Friday, August 13, 2010

A life that has some meaning: Vila-Matas & Modernism

English readers may view Vila-Matas as too self-absorbed, too self-referential in his choice of the pursuit of literature as the exclusive subject of his fiction. Modernism in fiction may be acceptable, but such postmodern games still seem too much of a Continental fashion. Yet Vila-Matas's obsession shows that the quest to create literature is a metonym for the ability to live a life that has some meaning, rather than being entirely absurd. His creations suffer because of their obsessions, and all risk ending up like Herman Melville's scrivener, locked away for their refusal to compromise with "normality".
Nick Caistor reviews Enrique Vila-Matas' Dublinesca, his new novel in Spanish.

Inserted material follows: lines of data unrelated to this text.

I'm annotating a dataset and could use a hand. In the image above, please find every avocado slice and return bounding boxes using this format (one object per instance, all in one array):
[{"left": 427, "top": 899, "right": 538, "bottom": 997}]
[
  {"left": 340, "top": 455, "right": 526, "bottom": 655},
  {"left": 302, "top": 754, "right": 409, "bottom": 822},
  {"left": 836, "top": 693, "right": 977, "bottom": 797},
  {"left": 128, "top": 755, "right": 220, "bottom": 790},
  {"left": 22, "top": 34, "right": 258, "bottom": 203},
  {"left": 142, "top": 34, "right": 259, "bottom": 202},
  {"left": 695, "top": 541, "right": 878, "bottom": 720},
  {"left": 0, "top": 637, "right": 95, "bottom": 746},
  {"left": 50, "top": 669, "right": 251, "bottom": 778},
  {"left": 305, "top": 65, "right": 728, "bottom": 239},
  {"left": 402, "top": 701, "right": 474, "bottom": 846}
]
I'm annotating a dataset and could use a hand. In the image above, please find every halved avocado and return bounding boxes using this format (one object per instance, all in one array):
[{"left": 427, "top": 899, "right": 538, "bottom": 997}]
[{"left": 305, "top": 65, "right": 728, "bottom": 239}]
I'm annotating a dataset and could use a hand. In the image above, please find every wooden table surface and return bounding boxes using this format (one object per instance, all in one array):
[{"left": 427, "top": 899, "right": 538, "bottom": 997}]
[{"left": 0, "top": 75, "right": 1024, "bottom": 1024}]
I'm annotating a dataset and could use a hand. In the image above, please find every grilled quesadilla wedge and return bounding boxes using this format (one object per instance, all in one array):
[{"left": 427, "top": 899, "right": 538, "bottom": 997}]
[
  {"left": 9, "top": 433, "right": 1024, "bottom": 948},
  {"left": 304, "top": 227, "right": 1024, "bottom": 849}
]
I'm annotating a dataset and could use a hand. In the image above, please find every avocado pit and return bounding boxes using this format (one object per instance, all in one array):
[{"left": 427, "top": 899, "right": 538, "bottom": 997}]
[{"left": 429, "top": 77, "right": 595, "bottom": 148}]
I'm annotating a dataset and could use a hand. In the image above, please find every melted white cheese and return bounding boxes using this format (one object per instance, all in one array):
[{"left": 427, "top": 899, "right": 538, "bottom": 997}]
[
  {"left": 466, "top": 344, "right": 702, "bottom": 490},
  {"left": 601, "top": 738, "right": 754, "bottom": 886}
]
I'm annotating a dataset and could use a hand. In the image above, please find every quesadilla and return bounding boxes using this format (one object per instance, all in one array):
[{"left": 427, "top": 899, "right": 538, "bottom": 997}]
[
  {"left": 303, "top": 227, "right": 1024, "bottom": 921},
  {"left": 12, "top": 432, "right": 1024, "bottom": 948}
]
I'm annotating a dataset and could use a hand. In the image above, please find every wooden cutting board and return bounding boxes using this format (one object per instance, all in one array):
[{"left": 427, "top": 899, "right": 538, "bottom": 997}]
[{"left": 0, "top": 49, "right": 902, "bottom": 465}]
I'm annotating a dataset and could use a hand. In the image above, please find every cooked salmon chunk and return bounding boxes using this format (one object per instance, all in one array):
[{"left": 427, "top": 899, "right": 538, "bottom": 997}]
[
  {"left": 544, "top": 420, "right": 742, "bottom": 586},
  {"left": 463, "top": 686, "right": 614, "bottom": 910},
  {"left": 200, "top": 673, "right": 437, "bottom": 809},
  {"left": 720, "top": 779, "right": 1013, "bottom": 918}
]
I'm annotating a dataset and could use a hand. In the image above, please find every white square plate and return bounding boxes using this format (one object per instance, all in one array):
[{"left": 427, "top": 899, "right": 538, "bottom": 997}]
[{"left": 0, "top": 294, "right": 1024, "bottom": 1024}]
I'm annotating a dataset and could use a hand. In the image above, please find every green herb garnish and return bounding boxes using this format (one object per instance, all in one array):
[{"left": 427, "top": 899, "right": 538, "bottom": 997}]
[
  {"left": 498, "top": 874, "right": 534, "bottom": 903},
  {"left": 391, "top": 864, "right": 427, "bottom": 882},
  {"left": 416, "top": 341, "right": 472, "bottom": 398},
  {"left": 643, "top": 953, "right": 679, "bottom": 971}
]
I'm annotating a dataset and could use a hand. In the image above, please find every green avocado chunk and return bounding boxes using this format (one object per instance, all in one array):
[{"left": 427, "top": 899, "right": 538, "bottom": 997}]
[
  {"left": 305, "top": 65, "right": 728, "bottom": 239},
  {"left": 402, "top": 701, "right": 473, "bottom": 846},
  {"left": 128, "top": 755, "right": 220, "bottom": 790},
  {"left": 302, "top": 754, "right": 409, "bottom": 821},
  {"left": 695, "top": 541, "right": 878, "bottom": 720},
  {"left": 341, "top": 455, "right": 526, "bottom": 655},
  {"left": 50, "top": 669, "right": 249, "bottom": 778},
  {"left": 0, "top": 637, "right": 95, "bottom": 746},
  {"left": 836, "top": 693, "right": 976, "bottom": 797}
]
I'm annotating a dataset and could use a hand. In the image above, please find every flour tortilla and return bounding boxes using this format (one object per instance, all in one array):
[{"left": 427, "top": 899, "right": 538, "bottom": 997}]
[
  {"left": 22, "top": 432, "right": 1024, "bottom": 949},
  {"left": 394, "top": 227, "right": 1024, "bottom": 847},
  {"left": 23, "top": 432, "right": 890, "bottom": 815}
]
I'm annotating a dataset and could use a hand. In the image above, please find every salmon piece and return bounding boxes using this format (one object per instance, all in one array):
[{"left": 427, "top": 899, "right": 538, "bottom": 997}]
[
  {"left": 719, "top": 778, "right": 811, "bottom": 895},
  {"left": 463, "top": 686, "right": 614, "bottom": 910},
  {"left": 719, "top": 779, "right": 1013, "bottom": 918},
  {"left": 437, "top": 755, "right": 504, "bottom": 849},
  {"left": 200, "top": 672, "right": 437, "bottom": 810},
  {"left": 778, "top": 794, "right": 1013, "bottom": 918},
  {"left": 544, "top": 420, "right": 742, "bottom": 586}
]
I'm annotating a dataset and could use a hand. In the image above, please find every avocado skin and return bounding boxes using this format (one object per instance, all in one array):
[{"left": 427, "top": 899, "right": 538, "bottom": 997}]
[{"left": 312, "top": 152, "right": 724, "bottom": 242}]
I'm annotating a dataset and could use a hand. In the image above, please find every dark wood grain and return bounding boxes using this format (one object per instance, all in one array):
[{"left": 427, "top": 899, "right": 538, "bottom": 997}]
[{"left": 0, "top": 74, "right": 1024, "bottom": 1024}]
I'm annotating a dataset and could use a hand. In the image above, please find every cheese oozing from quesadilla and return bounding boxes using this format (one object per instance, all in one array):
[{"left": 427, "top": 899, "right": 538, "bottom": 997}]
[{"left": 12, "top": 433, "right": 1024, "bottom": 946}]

Vila-Matas insists that there is a "moral contract" between writer and reader, and that the reader should be active, showing a "capacity for intelligent emotion, a wish to understand the other person, and to get closer to a language that is different from that of our daily tyrannies". He goes further, declaring that: "the same skills needed to write are also needed to read. Writers can fail readers, but the reverse is also true, and readers fail writers when all they look for in them is a confirmation that the world is exactly how they see it". In spite of all the playfulness therefore, the game of literature is the most serious and urgent there is.
The review is behind the TLS' subscriber paywall yet, for such diligence, sensitivity and happy seriousness, it is worth the outlay. Elsewhere in the paper, Gabriel Josipovici provides the background to his unhappy attempt to speak about such issues to a few of our daily tyrannies and concludes:
[T]hough critics and reviewers in the English language today pay lip service to T. S. Eliot and Virginia Woolf, and even Beckett and Borges, they seem not to have grasped what it was these writers were up to, the radical nature of their critique of the arts in our time. That is what [What Ever Happened to Modernism?] is about, though it seems that in England today journalists are only interested in raking mud.